Politique
Maroc-Espagne : des "relations profondes et étroites" selon González Laya
28/04/2021 - 11:06
Ghita IsmailiLa ministre espagnole des Affaires étrangères a répondu mardi, lors de la conférence de presse du conseil des ministres, à une question sur la réaction du Maroc à l’accueil du chef des milices du polisario, Brahim Ghali.
Mardi, la ministre des Affaires étrangères espagnole Arancha González Laya a assuré que l'Espagne a "expliqué très clairement" au Maroc les raisons de son "strict respect de l'engagement humanitaire" pour lesquelles l'hospitalisation sur son territoire du chef du polisario a été autorisée.
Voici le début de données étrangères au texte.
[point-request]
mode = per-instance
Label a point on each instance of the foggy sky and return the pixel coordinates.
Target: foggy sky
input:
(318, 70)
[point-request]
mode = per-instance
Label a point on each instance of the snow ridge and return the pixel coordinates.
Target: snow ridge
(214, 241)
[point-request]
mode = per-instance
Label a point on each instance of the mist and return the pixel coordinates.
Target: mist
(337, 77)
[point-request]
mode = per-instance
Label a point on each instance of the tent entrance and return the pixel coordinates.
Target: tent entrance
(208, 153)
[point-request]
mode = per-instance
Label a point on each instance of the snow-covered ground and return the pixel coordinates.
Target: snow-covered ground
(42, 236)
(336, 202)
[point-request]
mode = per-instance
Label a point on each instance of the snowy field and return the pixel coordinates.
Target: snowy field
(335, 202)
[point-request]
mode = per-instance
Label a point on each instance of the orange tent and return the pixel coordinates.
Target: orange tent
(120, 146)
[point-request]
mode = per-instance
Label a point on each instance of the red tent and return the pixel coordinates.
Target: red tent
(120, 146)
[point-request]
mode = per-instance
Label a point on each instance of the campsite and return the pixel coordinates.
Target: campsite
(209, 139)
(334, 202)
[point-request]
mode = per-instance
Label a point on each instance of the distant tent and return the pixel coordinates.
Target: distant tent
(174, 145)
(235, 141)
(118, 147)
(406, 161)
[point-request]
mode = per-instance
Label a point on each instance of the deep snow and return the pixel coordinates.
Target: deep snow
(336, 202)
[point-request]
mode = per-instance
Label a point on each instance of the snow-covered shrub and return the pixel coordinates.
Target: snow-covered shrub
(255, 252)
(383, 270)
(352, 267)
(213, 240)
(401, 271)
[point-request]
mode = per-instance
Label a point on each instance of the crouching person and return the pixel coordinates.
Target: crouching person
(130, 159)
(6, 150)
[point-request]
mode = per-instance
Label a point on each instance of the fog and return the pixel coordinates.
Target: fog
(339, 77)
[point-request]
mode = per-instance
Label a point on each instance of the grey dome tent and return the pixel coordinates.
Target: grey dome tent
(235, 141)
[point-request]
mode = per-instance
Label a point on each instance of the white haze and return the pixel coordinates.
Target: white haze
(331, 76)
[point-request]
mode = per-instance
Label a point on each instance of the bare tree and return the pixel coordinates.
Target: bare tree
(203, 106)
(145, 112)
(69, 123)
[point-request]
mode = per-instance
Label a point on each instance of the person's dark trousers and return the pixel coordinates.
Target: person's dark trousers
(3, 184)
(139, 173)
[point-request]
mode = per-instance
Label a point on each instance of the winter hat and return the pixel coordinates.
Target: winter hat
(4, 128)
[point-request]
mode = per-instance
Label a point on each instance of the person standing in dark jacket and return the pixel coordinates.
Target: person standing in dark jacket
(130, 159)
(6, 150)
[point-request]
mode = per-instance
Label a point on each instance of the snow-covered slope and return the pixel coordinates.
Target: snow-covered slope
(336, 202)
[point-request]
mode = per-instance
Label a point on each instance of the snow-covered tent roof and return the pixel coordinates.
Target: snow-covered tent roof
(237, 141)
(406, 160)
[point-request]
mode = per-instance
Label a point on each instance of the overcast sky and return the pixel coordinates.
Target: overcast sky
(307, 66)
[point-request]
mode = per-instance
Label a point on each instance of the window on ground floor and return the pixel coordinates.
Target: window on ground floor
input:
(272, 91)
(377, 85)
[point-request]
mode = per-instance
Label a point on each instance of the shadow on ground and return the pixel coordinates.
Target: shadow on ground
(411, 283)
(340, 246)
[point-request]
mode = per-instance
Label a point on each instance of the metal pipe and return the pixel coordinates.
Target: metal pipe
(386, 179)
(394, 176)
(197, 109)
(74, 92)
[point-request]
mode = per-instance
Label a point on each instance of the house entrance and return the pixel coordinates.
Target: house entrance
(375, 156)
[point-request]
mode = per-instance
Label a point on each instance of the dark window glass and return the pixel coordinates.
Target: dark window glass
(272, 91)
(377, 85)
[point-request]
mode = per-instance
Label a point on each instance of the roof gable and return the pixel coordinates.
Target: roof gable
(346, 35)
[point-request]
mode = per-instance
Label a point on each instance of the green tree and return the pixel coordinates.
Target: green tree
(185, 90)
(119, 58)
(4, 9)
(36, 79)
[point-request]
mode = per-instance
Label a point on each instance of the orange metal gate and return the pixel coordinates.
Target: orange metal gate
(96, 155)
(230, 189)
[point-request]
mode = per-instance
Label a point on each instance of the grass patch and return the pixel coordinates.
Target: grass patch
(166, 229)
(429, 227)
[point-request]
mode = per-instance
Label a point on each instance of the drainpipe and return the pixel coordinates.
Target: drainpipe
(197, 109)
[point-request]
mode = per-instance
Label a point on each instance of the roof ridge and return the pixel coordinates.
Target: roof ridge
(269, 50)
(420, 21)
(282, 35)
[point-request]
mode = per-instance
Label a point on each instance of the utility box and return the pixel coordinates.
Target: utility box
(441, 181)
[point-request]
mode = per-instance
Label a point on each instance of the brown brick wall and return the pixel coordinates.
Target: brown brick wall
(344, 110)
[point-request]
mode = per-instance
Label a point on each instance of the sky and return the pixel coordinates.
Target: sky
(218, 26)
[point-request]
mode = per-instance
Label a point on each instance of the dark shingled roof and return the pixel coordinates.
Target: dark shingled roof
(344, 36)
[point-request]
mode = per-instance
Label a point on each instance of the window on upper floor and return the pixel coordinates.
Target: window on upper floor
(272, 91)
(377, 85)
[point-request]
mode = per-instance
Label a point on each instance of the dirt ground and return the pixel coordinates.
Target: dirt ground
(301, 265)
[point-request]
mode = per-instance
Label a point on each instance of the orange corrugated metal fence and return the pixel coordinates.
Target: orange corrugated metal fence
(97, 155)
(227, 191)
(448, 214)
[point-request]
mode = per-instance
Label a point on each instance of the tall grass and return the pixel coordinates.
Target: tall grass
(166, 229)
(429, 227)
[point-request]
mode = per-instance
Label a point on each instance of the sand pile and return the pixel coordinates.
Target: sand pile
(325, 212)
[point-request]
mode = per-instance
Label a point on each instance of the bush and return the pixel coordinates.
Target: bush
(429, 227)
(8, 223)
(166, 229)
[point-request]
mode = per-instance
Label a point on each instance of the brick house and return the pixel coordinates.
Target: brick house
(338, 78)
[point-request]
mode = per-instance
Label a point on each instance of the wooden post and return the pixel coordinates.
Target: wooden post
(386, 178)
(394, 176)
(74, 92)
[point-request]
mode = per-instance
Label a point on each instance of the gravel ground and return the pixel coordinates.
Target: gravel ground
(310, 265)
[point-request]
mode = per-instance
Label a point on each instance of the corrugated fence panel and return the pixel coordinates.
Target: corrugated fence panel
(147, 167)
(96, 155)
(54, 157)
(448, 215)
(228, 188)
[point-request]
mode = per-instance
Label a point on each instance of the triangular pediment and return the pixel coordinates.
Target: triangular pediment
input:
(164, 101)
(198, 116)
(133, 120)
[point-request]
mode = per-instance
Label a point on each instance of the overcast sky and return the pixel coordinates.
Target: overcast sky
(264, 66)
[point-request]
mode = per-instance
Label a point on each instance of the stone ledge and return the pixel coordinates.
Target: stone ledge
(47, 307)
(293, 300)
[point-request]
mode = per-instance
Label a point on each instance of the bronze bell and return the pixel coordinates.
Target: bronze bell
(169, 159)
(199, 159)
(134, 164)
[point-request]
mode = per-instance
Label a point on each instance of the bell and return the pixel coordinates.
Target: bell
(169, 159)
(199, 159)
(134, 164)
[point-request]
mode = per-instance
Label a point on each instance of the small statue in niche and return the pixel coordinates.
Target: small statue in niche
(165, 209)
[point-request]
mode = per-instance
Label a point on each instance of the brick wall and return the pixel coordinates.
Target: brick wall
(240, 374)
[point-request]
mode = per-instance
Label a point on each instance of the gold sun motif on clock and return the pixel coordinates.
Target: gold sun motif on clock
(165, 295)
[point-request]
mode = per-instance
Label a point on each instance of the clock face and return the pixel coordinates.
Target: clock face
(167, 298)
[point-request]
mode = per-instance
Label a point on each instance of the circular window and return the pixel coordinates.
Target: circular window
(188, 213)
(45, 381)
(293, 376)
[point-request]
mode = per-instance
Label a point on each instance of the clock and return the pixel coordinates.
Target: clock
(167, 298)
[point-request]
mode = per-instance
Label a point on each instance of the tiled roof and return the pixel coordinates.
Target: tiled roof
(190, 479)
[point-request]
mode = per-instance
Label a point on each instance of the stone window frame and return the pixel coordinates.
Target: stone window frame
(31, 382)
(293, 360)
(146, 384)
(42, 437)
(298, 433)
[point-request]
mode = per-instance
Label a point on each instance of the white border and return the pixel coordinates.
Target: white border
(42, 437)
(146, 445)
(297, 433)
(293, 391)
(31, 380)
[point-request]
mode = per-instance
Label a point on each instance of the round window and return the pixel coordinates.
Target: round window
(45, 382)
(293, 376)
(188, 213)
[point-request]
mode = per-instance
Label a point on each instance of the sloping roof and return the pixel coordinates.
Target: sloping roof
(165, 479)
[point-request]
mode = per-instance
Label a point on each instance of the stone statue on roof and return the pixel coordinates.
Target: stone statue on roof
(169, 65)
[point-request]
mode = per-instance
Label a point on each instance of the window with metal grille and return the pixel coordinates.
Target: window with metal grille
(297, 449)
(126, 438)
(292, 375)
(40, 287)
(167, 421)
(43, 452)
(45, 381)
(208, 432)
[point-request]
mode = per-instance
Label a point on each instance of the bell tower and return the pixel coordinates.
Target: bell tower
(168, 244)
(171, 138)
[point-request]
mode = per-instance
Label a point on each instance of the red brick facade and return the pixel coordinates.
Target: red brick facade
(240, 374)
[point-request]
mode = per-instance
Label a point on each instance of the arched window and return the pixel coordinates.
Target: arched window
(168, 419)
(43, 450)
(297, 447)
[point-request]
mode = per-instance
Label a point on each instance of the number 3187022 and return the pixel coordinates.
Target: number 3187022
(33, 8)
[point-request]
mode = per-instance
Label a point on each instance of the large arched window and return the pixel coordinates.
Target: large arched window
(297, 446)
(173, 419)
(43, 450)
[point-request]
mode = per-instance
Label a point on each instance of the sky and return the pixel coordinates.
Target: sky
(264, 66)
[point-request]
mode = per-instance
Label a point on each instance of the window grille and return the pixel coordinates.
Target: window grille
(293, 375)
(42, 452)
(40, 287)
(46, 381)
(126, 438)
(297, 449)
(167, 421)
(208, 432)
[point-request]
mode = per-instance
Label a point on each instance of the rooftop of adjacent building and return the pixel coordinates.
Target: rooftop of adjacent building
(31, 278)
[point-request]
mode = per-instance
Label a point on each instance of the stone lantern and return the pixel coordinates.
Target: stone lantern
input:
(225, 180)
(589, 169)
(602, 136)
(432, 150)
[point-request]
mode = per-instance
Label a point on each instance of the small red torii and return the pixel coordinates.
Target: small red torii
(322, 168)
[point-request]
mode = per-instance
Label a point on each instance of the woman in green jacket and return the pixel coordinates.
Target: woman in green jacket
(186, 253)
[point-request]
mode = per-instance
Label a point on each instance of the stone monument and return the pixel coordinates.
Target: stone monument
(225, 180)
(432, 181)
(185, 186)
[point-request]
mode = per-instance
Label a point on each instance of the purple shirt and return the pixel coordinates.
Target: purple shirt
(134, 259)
Répondant à une question des journalistes, lors de la conférence de presse qui suit le conseil des ministres, la ministre espagnole a affirmé que les relations entre l'Espagne et le Maroc sont "profondes et étroites", tout comme le dialogue à tous les niveaux : "Entre moi et mon homologue (Marocain, NDLR.), entre l'ambassadeur espagnol à Rabat et les autorités marocaines et entre l'ambassadeur marocain et les autorités espagnoles", rapporte l'agence de presse espagnole EFE.
Lors de ces dialogues, la question de Brahim Ghali a été abordée et l’Espagne a expliqué "les raisons liées au strict respect de notre engagement humanitaire", et que "nous sommes en conformité avec la loi, y compris l'obligation de collaborer avec la justice espagnole".
Un "partenaire stratégique"
La ministre espagnole a aussi cité le communiqué du MAE espagnol, dans lequel le Maroc exprimait sa "déception à l’égard de cet acte contraire à l’esprit de partenariat et de bon voisinage, et qui concerne une question fondamentale pour le peuple marocain et ses forces vives". González Laya a ainsi rappelé "les relations bilatérales très profondes et très étroites" de l'Espagne avec un "partenaire stratégique".
Dimanche, le ministère des Affaires étrangères et de la coopération africaine avait officiellement annoncé la convocation de l'ambassadeur espagnol à Rabat pour "exiger de lui les explications nécessaires sur l’attitude de son gouvernement".
Pour le Maroc, l’attitude de l’Espagne "suscite une grande incompréhension et des interrogations légitimes", en l'occurrence : "Pourquoi le dénommé Brahim Ghali a été admis en Espagne en catimini et avec un faux passeport ? Pourquoi l’Espagne a jugé utile de ne pas en aviser le Maroc ? Pourquoi a-t-elle opté pour son admission sous une fausse identité ? Pourquoi la justice espagnole n’a pas encore réagi aux nombreuses plaintes déposées par les victimes ?"
"Faisant l’objet d’un mandat de recherche et d’arrêt pour les attentats qu’il a commis", Brahim Ghali "doit être interpellé immédiatement par les autorités espagnoles", a par ailleurs réclamé dimanche l’Association canarienne des victimes du terrorisme (Acavite) dans un communiqué, condamnant "son entrée illégale" en Espagne.
Le lendemain, des représentants d’associations marocaines en Andalousie ont également demandé à la justice espagnole son arrestation.